Two days later, on Sept. 10, a bombshell report pertaining to Nikola was released by Hindenburg Research, a firm dedicated to short selling (betting that share prices of companies will decline). According to the report, Nikola is described as “an intricate fraud built on dozens of lies over the course of its founder and executive chairman Trevor Milton’s career.” The main highlight of the report was the claim that a video posted by Nikola in 2018 showing its semi-truck — the Nikola One — running under its own power was fabricated. In order to mimic the motion of full functionality, Hindenburg claimed that Nikola used a long and gradual slope capable of accelerating vehicles to highway speeds, even if the vehicle itself was not capable of reaching such speeds independently. The Financial Times later confirmed Hindenburg’s theory.
Between Sept. 10 (the day the report was published) and Sept. 12, shares of NKLA fell 36%. On Sept. 14, the Securities and Exchange Commission formally opened an investigation into allegations of fraud on behalf of Nikola. One day later, the Department of Justice had followed suit with a similar investigation. Then, on Sept. 21, Milton abruptly announced his resignation from the company. The final blow came on Sept. 23 when British Petroleum (BP), a multinational oil and gas company, retreated from a potential partnership to develop Hydrogen Refueling Stations for Nikola’s trucks.

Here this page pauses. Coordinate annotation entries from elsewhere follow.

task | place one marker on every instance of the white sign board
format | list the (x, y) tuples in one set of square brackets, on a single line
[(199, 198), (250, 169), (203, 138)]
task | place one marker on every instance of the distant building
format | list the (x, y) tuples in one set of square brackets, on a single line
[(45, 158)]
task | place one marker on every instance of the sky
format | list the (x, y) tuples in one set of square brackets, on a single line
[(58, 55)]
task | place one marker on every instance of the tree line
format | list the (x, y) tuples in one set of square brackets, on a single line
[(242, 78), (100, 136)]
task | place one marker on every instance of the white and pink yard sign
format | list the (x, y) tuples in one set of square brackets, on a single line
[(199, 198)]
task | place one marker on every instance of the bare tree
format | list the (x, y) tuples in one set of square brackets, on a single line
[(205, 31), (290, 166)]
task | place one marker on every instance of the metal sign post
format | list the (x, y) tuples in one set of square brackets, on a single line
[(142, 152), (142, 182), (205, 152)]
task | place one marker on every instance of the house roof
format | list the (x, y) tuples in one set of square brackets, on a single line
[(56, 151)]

Shares of NKLA closed at $19.46 on Sept. 25, a decline of more than 75% from its June high. While this decline is monumental, my price target on the company is substantially lower: $0.00. The amount of corruption and fraudulent practices relating to Nikola that have surfaced in a concentrated manner over a span of just a few weeks shows how much damaging information had been bottled up from the beginning stages of the company’s plan to go public. Nikola Tesla once said, “The present is theirs; the future, for which I really worked, is mine.” Maybe if Nikola Corporation followed the insight of the real Nikola, they would not be in the devastating situation they currently find themselves.